STAT5 knockdown does not decrease BCL-2 family member expression in PTCL cell lines
To evaluate the mechanism by which STAT5 knockdown and inhibition with pimozide induced apoptosis in PTCL, we next studied molecules influencing apoptosis that are subject to transcriptional regulation by STAT5 in human T-cells [43–47]. Apoptotic regulators regulated by STAT5 in human CD4+ T-cells included six candidate molecules: MCL-1, BCL-2, BCL-xL, TRAF1, TP53BP2, and caspase 8 (Casp8), [47, 48]. The mRNA expression of these candidate molecules was assessed in PTCL cell lines after STAT5 knockdown and no significant differences in expression were observed compared to control conditions (Figure 4A). Similarly, protein levels of anti-apoptotic BCL-2 family members BCL-xL, BCL-2, and MCL-1 were not significantly altered, despite indication that STAT5 regulates apoptosis via their transcriptional downregulation in other models (Figure 4B) [45, 47, 49–51].
Figure 4: Expression of anti-apoptotic BCL-2 family after STAT5 knockdown/inhibition. (A) mRNA expression of six apoptotic mediators regulated by STAT5 relative to GAPDH control by RT qPCR in PTCL cell lines after STAT5 knockdown. (B) Western blots show protein expression of three anti-apoptotic BCL-2 family members after STAT5 knockdown with shRNA (α-STAT5.1 and 2) versus control (scr). Quantification bar graphs are shown to the right. Variations are not statistically significant. (C) MCL-1 (40 kDa), BCL-2 (28 kDa), BCL-xL (30 kDa), and GAPDH protein expression after 48h in indicated concentration of pimozide. Quantification bar graphs are shown to the right, *=P<0.05.

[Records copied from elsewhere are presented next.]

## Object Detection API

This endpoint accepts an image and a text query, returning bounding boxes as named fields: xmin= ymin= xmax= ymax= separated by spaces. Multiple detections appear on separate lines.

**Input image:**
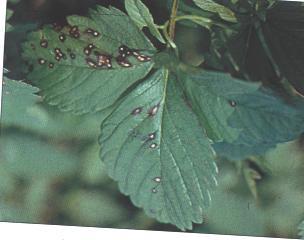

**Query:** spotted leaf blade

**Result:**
xmin=100 ymin=70 xmax=217 ymax=230
xmin=23 ymin=7 xmax=154 ymax=114
xmin=185 ymin=71 xmax=304 ymax=158
xmin=193 ymin=0 xmax=237 ymax=23
xmin=125 ymin=0 xmax=165 ymax=43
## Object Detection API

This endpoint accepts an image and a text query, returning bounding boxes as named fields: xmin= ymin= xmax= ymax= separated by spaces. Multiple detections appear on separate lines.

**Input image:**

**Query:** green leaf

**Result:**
xmin=193 ymin=0 xmax=237 ymax=22
xmin=185 ymin=71 xmax=304 ymax=146
xmin=299 ymin=221 xmax=304 ymax=239
xmin=99 ymin=69 xmax=217 ymax=230
xmin=0 ymin=134 xmax=78 ymax=179
xmin=5 ymin=8 xmax=14 ymax=32
xmin=23 ymin=6 xmax=154 ymax=114
xmin=62 ymin=189 xmax=128 ymax=227
xmin=182 ymin=71 xmax=259 ymax=142
xmin=212 ymin=141 xmax=275 ymax=161
xmin=125 ymin=0 xmax=166 ymax=43
xmin=210 ymin=1 xmax=304 ymax=94
xmin=1 ymin=76 xmax=41 ymax=126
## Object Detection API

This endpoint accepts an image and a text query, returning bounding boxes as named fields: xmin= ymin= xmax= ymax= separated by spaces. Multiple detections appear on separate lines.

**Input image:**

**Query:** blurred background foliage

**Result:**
xmin=0 ymin=0 xmax=304 ymax=238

We also assessed BCL-2, BCL-xL, and MCL-1 protein expression in HuT102 and Kit225 after culture with pimozide. Our data demonstrated no significant change in expression by immunoblot when cultured with 5-10μM of pimozide for 48h (Figure 4C). Protein expression of these anti-apoptotic molecules were increased following 20μM pimozide, which may be compensatory or due to general organelle decomposition. Our results do not support a role for BCL-2 family members contributing to apoptosis following STAT5 inhibition in our PTCL models.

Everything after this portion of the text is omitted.